A good example is the Black Scholes equation. This describes the behaviour of the put and call options on the European derivatives market. If you have no idea of what a differential equation is, or what is meant by a put and call option, I suggest you don’t worry too much. A company set up to exploit the profitable opportunities afforded by understanding these things called Long Term Capital Management lost so much money it threatened the stability of the world’s financial system for a while. Knowledge with those kinds of consequences is the kind of knowledge you can live without.
This company was in the position to do this because of the credibility it gained from having one of the creators of the formula on the board. He was a respected economist and even won a Nobel prize. This prestige didn’t stop Long Term Capital Management proving to be a very short term exercise in capital mismanagement. One might have thought that an experience like the inability of a Nobel level economist to run an actual company in the real world ought to have chastened the economic profession somewhat.
But they seem to be carrying on regardless. Major economic events like the 2007 liquidity crisis or the recent collapse in the price of oil continue to happen.
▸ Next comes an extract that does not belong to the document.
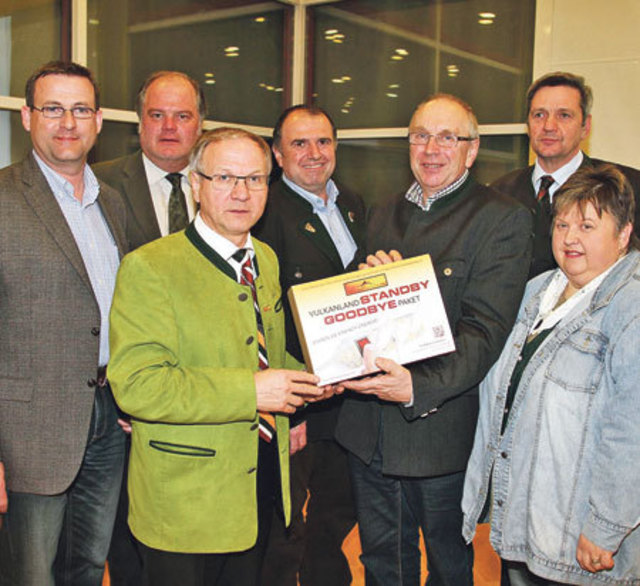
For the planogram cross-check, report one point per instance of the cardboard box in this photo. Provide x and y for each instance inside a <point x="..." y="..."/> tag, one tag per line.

Economists routinely fail to predict them in advance or to explain them after they have happened. That the media manage to find some economics prof somewhere who did simply underlines that economic predictions are all over the shop and that you might just as well consult the entrails of geese for all the good it is likely to do you.
Economics doesn’t need more equations. It needs to be able to actually describe the real world effectively. Plain language will do nicely if it works. If it doesn’t, the maths just obscures things. My proposal is that economics should simply be disbanded and its intellectual territory reallocated to a new branch of biology. One of the rules of war is that you don’t reinforce failure, and economics has failed miserably. We should stop pumping money, resources and faith into it.
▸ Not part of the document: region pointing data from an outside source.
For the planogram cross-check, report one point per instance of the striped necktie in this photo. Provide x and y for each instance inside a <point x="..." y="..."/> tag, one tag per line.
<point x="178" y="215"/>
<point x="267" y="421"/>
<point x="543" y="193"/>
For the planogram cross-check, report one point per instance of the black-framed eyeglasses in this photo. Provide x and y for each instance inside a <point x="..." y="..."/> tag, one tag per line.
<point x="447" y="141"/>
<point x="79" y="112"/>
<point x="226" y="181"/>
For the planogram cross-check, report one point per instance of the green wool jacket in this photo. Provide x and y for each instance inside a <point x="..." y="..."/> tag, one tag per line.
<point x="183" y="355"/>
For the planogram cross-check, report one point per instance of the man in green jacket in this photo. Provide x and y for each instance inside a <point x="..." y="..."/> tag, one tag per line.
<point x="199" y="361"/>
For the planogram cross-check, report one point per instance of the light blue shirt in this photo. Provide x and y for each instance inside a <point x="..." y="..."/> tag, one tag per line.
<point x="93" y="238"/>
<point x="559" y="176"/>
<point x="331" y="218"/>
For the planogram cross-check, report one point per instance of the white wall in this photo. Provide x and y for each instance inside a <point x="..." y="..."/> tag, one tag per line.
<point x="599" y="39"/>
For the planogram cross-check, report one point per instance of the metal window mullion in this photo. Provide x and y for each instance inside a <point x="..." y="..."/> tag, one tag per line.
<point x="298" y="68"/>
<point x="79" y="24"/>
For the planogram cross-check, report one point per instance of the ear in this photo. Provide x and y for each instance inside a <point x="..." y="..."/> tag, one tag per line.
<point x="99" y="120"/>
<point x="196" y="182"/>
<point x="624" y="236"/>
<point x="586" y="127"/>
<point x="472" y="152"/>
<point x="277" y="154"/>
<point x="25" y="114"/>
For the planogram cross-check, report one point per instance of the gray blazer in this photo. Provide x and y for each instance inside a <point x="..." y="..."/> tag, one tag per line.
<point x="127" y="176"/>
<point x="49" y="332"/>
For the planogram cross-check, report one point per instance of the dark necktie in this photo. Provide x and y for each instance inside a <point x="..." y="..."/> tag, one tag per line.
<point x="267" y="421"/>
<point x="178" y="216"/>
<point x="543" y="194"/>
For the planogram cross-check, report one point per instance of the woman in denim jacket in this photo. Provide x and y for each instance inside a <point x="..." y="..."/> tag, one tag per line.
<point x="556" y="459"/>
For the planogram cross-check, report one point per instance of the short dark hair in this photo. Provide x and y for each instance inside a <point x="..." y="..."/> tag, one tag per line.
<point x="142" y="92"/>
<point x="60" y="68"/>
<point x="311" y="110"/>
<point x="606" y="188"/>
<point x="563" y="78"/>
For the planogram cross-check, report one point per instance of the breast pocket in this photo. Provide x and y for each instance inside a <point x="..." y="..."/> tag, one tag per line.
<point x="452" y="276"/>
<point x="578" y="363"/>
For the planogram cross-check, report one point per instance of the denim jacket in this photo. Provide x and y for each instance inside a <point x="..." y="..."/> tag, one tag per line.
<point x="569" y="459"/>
The economics discipline does have some real world assets, which need to be disposed of. Economics departments should be handed over to be run by the biologists. Economists working in academia should be transported to camps for re-education. Extant economics degrees should be declared void.
I do realise that this will cause some disruption to people’s day to day lives. Not least, it will rob governments around the world of the justification for all those neoliberal policies that favour the rich over the poor. I can live with that.
Wigner, E. P. (1960). “The unreasonable effectiveness of mathematics in the natural sciences. Richard Courant lecture in mathematical sciences delivered at New York University, May 11, 1959”.Communications on Pure and Applied Mathematics 13: 1–14.